It’s been a
fun week, and I guess it’s going to be even more fun as the days pass by. I
have a sore back, presently on the mend. I found an abandoned kitten and I am
trying to find a home for her. I have been called delusional and insane. I have
also been accused of disloyalty by the same person who called me delusional and insane. Funny thing being, in the ten years that I know her, that person has never been loyal to me. I could try
to explain to her, of course, or tell her my side of the story. However, in my 36 years of life here I’ve noticed that an alarming
percentage of humans deny everything when you point out their own mistakes and also become enraged on top of that because they can't be anything less than perfect.
Besides, maybe the notion of loyalty for me and for that person means different things. So as
per usual I shrugged and let it pass. I wait and see what else will come to knock on my door.
My friend
who passed over less than a month ago was very loyal to me. She genuinely cared.

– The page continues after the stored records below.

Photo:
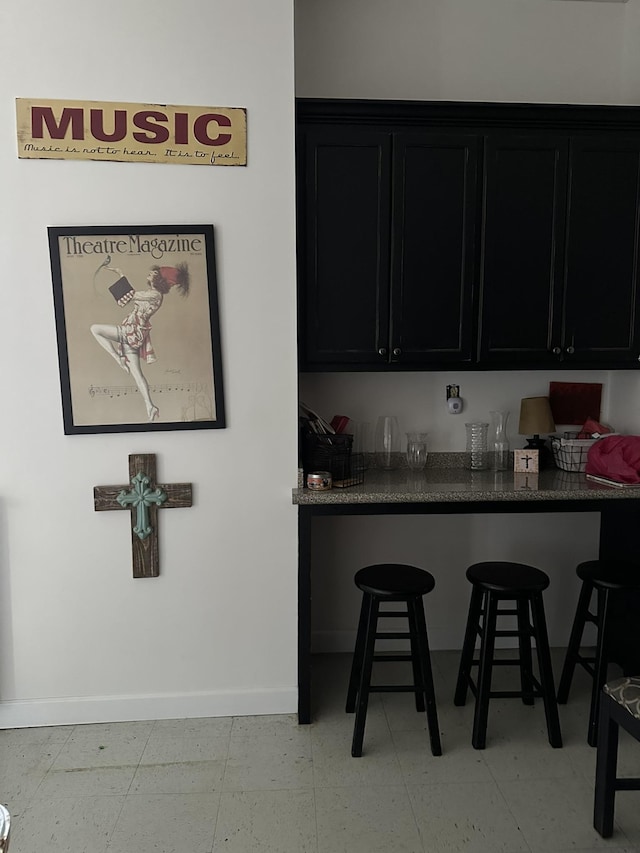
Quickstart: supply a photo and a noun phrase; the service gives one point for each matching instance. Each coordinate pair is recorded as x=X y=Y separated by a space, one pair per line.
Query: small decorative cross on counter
x=143 y=497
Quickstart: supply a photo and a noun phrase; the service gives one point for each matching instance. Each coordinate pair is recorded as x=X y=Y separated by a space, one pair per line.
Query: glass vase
x=417 y=451
x=477 y=457
x=499 y=443
x=387 y=442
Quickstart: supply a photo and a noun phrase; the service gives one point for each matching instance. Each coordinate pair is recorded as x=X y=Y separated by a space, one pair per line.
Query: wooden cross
x=143 y=498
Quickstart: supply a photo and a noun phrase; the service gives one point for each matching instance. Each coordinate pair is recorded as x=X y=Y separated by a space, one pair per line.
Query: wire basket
x=333 y=453
x=570 y=454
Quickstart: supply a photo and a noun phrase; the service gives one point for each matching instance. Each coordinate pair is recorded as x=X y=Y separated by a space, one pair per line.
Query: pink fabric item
x=616 y=457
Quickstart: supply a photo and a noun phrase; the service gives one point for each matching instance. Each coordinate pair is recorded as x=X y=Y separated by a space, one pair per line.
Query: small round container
x=319 y=481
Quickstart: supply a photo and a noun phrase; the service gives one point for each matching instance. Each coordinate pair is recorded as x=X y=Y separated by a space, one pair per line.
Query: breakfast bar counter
x=445 y=487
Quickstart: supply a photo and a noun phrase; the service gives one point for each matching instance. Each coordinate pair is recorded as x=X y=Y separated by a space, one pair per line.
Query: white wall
x=476 y=50
x=80 y=640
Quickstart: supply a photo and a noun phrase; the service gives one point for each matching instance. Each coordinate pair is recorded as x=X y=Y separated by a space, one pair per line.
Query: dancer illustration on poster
x=130 y=342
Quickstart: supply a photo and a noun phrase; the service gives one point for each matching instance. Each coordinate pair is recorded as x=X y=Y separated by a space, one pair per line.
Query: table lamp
x=536 y=418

In her case, she understood loyalty the way I too understand
it. She wasn’t antagonistic, didn’t ogle the ones I liked and wanted to see me
happy. She did care. She didn’t care because I was doing her any favours. She
never asked for favours to begin with. She understood and respected the concept
of limited time and energy. My sensitive information was safe with her. She’d
never use it to exploit me or gain leverage. And whenever I shared good news with her, it put a smile on her face.
I am
writing, and that’s something in itself. It’s slow and a bit scary and it’s
happening if I set my mind to it. For good or for ill, who knows. I draw breath
too and I am not sure what, if something, comes out of it.
I need to
get rid of more books as I have so many of them at the moment. I read two, I
still have about 70 unread. Life goes on. Ha ha.
Why did you
have to go? I know you loved me, and nowadays there are so few of those who do love me
with no strings attached. Why did it have to be you? You really cared, and now
that void can’t be filled and won’t be filled by anyone else.
Why couldn’t
I help you? I have helped so many others, and in some cases I didn’t care about
them, at least no more than I care about everything that draws breath and has the
capability to feel. I should have helped you more than anyone else. However, I
couldn’t. And it bothers me.
I miss you
so much and I know with the passing of time I am only going to miss you more. My
pearl, my dear, my precious Finnigami. You had to go and leave me with all the
eejits and the cunts. I miss you like I miss my moments of happiness. I miss
your jokes, your moral code, your talents and more than anything, your
kindness. People sometimes don’t understand that when I keep my mouth shut and
don’t tell them what I really think, that too is a form of kindness.